The CDC has recently released the results of a new, national, methodologically sound study about the prevalance of sexual violence and rape.
Statistics, commentary, and angry ranting below.
Finally, finally, FINALLY we have a national study talking about how common rape by envelopment is. Of course, they don’t call it rape by envelopment, they call it “being forced to sexually penetrate someone,” because everyone knows that kinds of rape that tend to happen to dudes are not as real as kinds of rape that tend to happen to chicks.
18.3% of women have been survivors of rape (defined as completed or attempted forced penetration or alcohol and/or drug-assisted penetration). 1.4% of men have been survivors of penetrative rape and 4.8% of men have been survivors of rape by envelopment. Although we don’t know the overlap between the two groups, which is a serious flaw, we do know that roughly six percent of men are rape survivors.
Men who are raped are not a negligible group. Approximately a fourth of rape survivors in the United States are male! Given how many rapes occur in correctional facilities, to people who are obviously not available for a telephone interview, the percentage of rape survivors who are male may be even higher. There is no excuse for continuing to exclude male survivors from the discussion about rape culture and rape prevention.
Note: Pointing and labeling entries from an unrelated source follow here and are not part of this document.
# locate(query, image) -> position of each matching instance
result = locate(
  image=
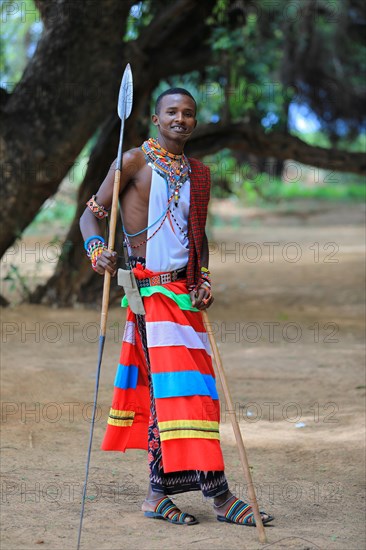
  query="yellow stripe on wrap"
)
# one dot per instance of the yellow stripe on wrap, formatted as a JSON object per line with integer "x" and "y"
{"x": 180, "y": 429}
{"x": 120, "y": 418}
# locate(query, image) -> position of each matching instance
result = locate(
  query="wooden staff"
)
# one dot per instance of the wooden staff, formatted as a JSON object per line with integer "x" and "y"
{"x": 239, "y": 439}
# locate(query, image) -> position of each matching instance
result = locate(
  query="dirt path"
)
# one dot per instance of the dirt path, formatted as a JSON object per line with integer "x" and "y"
{"x": 291, "y": 337}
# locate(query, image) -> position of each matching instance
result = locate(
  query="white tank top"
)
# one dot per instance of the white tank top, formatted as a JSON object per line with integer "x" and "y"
{"x": 168, "y": 248}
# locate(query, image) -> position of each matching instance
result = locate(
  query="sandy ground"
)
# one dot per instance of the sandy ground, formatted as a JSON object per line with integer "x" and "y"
{"x": 289, "y": 320}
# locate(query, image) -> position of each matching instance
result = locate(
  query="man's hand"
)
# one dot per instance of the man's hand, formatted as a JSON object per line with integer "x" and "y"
{"x": 107, "y": 261}
{"x": 202, "y": 298}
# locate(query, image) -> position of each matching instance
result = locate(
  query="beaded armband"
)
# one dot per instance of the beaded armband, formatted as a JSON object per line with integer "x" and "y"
{"x": 97, "y": 209}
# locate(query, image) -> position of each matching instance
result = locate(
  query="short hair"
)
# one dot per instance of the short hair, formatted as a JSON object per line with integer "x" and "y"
{"x": 173, "y": 91}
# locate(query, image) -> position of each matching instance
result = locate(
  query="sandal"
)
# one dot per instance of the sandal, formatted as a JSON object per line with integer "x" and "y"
{"x": 241, "y": 513}
{"x": 167, "y": 510}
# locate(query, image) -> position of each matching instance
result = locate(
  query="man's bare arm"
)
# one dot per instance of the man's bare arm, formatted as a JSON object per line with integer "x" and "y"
{"x": 89, "y": 224}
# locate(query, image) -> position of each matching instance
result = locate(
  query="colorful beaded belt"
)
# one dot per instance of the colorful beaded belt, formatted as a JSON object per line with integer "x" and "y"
{"x": 163, "y": 278}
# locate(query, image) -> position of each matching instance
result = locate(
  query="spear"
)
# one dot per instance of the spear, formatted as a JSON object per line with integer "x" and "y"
{"x": 124, "y": 108}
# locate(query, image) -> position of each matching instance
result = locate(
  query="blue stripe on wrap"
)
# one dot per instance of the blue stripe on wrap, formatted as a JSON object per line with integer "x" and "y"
{"x": 183, "y": 383}
{"x": 126, "y": 377}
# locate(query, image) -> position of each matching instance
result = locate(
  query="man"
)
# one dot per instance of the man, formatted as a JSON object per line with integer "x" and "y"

Certain other categories of rape have even closer gender parity. Nearly a third of all survivors of coercive rape are male (6% vs. 13%); similarly, nearly a third of all survivors of unwanted sexual contact are male (11.7% vs. 27.2%). Is even a third of the conversation about coercion and unwanted sexual contact about men? Thought not. Men are hypersexual beasts, don’t you know? They always want sex!
The single thing that most startled me about this report is that men and women are equally likely to be emotionally abused. This isn’t one of those “men make up a significant proportion of victims” things; this is one of those “the difference between the number of men and women who have been emotionally abused is literally .4%” things. There is functionally no difference.
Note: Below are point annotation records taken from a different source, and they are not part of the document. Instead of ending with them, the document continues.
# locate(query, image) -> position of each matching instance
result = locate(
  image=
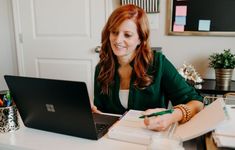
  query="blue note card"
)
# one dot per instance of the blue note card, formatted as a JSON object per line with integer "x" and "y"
{"x": 204, "y": 25}
{"x": 180, "y": 20}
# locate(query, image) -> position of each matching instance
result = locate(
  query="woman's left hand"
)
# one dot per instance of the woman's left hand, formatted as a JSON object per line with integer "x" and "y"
{"x": 158, "y": 123}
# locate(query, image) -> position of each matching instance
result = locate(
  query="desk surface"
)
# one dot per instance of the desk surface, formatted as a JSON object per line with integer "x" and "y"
{"x": 32, "y": 139}
{"x": 209, "y": 87}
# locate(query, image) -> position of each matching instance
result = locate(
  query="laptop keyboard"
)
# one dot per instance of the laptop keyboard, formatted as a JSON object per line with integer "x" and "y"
{"x": 100, "y": 127}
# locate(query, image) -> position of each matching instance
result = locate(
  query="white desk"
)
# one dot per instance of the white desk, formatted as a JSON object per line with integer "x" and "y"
{"x": 32, "y": 139}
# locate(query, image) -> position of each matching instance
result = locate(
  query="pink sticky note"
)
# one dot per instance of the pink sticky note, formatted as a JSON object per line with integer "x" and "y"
{"x": 181, "y": 10}
{"x": 178, "y": 28}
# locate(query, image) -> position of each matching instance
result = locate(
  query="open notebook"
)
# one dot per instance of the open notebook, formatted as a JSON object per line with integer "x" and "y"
{"x": 132, "y": 129}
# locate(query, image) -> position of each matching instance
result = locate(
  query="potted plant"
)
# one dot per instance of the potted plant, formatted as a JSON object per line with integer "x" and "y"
{"x": 223, "y": 63}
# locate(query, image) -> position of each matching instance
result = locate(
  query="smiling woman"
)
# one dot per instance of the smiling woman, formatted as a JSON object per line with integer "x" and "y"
{"x": 130, "y": 75}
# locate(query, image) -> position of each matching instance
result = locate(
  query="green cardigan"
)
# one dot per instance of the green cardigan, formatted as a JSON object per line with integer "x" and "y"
{"x": 167, "y": 85}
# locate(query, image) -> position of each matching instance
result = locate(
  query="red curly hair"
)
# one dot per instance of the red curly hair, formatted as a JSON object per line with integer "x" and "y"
{"x": 143, "y": 57}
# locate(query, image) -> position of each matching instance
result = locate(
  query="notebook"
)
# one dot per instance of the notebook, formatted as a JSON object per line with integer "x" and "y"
{"x": 58, "y": 106}
{"x": 131, "y": 128}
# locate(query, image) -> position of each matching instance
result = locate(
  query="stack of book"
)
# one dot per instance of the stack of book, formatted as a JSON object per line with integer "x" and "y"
{"x": 224, "y": 134}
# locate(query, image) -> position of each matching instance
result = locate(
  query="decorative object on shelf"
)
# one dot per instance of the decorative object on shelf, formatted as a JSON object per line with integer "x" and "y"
{"x": 150, "y": 6}
{"x": 8, "y": 113}
{"x": 190, "y": 74}
{"x": 224, "y": 64}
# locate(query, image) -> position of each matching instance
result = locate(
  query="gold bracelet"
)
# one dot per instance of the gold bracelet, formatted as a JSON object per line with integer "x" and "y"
{"x": 186, "y": 112}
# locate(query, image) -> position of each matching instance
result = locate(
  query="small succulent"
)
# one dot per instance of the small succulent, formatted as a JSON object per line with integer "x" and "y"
{"x": 224, "y": 60}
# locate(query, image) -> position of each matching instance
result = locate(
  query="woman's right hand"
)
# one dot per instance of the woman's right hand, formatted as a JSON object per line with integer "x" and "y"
{"x": 95, "y": 110}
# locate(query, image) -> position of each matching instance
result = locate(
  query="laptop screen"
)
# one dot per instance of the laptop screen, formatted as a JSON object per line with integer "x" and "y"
{"x": 54, "y": 105}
Maybe I expect too much from American culture, but I figured that if literally half of the people getting emotionally abused are male, that we would mention that men can get emotionally abused, um, ever. We could run a few PSAs? Maybe talk about it in health class? Perhaps mention to women that they are capable of committing emotional abuse? Something?
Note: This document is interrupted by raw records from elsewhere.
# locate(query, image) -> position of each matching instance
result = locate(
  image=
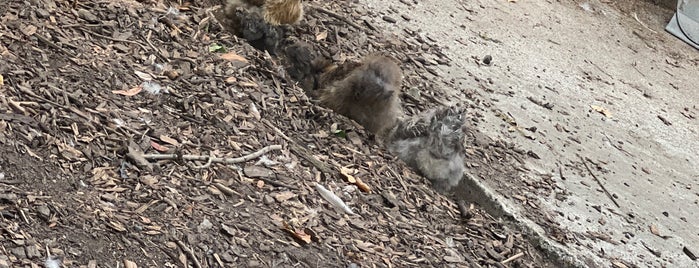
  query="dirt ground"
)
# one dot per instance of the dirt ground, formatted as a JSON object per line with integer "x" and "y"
{"x": 86, "y": 84}
{"x": 602, "y": 98}
{"x": 87, "y": 87}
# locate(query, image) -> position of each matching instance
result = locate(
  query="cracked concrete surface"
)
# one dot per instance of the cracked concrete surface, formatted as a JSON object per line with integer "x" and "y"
{"x": 584, "y": 58}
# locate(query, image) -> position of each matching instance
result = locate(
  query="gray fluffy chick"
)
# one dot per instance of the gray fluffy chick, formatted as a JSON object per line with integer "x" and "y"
{"x": 432, "y": 144}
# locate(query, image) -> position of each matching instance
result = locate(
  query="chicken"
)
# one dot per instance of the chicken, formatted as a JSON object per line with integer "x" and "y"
{"x": 259, "y": 22}
{"x": 432, "y": 144}
{"x": 366, "y": 92}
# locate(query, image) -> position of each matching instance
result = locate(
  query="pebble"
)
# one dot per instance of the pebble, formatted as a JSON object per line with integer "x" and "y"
{"x": 389, "y": 19}
{"x": 487, "y": 59}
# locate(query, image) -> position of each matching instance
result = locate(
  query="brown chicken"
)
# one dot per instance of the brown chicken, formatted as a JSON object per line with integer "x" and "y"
{"x": 432, "y": 144}
{"x": 366, "y": 92}
{"x": 259, "y": 22}
{"x": 274, "y": 12}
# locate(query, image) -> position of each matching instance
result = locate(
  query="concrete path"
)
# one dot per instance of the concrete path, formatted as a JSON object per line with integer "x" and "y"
{"x": 625, "y": 95}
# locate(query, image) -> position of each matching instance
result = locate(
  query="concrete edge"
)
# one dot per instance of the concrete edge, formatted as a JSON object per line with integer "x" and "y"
{"x": 477, "y": 192}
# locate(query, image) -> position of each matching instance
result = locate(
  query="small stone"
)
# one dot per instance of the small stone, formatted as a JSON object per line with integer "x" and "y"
{"x": 87, "y": 15}
{"x": 33, "y": 252}
{"x": 487, "y": 59}
{"x": 253, "y": 264}
{"x": 389, "y": 19}
{"x": 267, "y": 200}
{"x": 205, "y": 225}
{"x": 18, "y": 252}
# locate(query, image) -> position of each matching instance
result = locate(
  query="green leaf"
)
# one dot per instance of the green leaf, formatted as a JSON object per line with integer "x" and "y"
{"x": 216, "y": 48}
{"x": 340, "y": 133}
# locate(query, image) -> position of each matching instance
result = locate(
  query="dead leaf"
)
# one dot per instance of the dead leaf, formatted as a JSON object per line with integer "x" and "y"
{"x": 300, "y": 235}
{"x": 322, "y": 35}
{"x": 130, "y": 92}
{"x": 346, "y": 172}
{"x": 654, "y": 230}
{"x": 158, "y": 147}
{"x": 618, "y": 264}
{"x": 247, "y": 84}
{"x": 169, "y": 140}
{"x": 232, "y": 56}
{"x": 283, "y": 196}
{"x": 601, "y": 110}
{"x": 117, "y": 226}
{"x": 129, "y": 264}
{"x": 148, "y": 180}
{"x": 362, "y": 186}
{"x": 29, "y": 30}
{"x": 144, "y": 76}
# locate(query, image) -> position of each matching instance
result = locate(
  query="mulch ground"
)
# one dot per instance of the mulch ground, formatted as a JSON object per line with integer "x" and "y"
{"x": 87, "y": 85}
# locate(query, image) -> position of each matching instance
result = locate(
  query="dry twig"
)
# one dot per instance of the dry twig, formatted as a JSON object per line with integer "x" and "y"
{"x": 211, "y": 159}
{"x": 598, "y": 181}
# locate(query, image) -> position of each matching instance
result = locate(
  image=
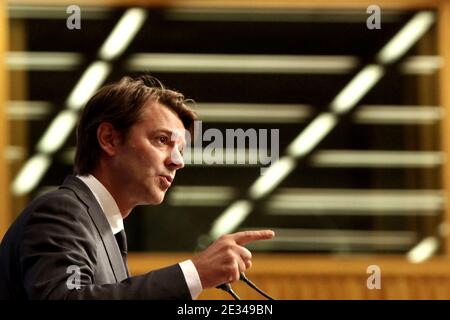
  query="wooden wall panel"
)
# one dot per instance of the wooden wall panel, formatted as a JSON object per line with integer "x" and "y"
{"x": 300, "y": 277}
{"x": 4, "y": 175}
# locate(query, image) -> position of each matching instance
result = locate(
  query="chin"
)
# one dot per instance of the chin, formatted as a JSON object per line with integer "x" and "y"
{"x": 156, "y": 199}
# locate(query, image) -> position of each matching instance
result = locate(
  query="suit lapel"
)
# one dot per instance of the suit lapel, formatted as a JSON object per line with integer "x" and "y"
{"x": 101, "y": 223}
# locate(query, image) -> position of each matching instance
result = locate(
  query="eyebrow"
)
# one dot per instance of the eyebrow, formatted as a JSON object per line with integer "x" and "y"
{"x": 169, "y": 133}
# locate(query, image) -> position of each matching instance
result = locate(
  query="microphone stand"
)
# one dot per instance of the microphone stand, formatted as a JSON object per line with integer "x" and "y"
{"x": 227, "y": 288}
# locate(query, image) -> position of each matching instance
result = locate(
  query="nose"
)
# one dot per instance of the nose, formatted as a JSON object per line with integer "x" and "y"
{"x": 175, "y": 160}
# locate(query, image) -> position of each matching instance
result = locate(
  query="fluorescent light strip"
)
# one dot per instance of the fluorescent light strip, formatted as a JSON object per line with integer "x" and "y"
{"x": 357, "y": 88}
{"x": 272, "y": 177}
{"x": 201, "y": 196}
{"x": 49, "y": 61}
{"x": 296, "y": 201}
{"x": 124, "y": 31}
{"x": 406, "y": 37}
{"x": 57, "y": 132}
{"x": 231, "y": 218}
{"x": 30, "y": 175}
{"x": 233, "y": 63}
{"x": 89, "y": 82}
{"x": 28, "y": 110}
{"x": 252, "y": 113}
{"x": 378, "y": 159}
{"x": 384, "y": 114}
{"x": 422, "y": 65}
{"x": 423, "y": 250}
{"x": 288, "y": 239}
{"x": 312, "y": 135}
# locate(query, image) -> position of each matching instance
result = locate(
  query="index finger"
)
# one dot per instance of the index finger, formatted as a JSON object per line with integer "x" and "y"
{"x": 245, "y": 237}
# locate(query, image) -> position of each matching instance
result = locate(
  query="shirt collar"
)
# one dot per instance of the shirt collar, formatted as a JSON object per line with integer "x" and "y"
{"x": 106, "y": 201}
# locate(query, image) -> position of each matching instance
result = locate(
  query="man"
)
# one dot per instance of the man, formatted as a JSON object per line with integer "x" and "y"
{"x": 129, "y": 148}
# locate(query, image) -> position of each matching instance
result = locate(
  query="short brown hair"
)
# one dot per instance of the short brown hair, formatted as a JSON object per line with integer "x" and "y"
{"x": 120, "y": 104}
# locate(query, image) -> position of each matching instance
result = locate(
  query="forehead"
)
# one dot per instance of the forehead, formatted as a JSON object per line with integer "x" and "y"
{"x": 158, "y": 117}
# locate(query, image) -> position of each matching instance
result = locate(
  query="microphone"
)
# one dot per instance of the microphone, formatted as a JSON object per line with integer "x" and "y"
{"x": 253, "y": 286}
{"x": 227, "y": 288}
Also, feminism? Can we stop saying that committing emotional abuse is a male privilege thing now? Because I am pretty sure, looking at these stats, that is not. Seriously, the next person who talks about (for instance) gaslighting as if it were a thing that only happens to women (glare) will be fed to the laser-headed sharks.
Roughly 44% of domestic violence survivors are male: 1 in 3 women and 1 in 4 men have experienced rape, physical violence, and/or stalking by an intimate partner in their lifetime. 1 in 4 women and 1 in 7 men have experienced severe physical violence from an intimate partner, such as being hit with a fist or something hard, beaten, or slammed against something; a little more than a third of survivors of severe physical violence from an intimate partner are male.
Men are less likely to experience domestic violence than women, particularly severe domestic violence. They are also less likely to be injured from domestic violence, as several other studies have attested (although some of that is because men tend to be larger and stronger than women). However, the assumption that survivors of severe domestic violence are necessarily female is bullshit. Our policies on domestic violence must work from a position of gender equality: it is a moral necessity to end domestic violence shelters that don’t provide services for male survivors, PSA campaigns that don’t include a single male survivor or female perpetrator, and awareness campaigns that assume that men must be taught not to abuse and women to identify abuse, instead of teaching everyone both.
Male survivors may be the minority, but they are not insignificant, and we must stop treating them like they are.
16.2% of women are survivors of stalking and 5.2% of men, which means that roughly a quarter of stalking survivors are male; while both were likely to be stalked by an intimate partner, women were more likely than men to be stalked by a former intimate partner, and men by an acquaintance. Women survivors were more likely than male survivors to be stalked for the first time under the age of 25.
Guess what? Except for rape by penetration, non-contact unwanted sexual experiences, and stalking, the majority of perpetrators of every type of sexual and intimate partner violence against males are female. Turns out estrogen is not the magic protection against being an abusive fuckhead we thought it was! Oops. Guess we’ll have to change the name of Men Can Stop Rape now.
I personally think there is a massive lack of awareness among women that they are even capable of committing abuse. If a man hits a woman, it’s abuse, but if a woman hits a man, it’s a hilarious joke. (Don’t even talk about queers. We don’t exist.) Emotional abuse is shamefully ignored for all genders, but particularly for men: if a woman verbally abuses a man, either he’s a pussy or pussy-whipped (and hence it’s all the fault of his lack of masculinity), or he did something wrong to deserve it.
Women are not perfect creatures of sweetness and light. Women can be abusers too. If we want to end abuse, we have to teach everyone not to abuse and not to accept abuse, not fall into an outdated and inaccurate gender paradigm.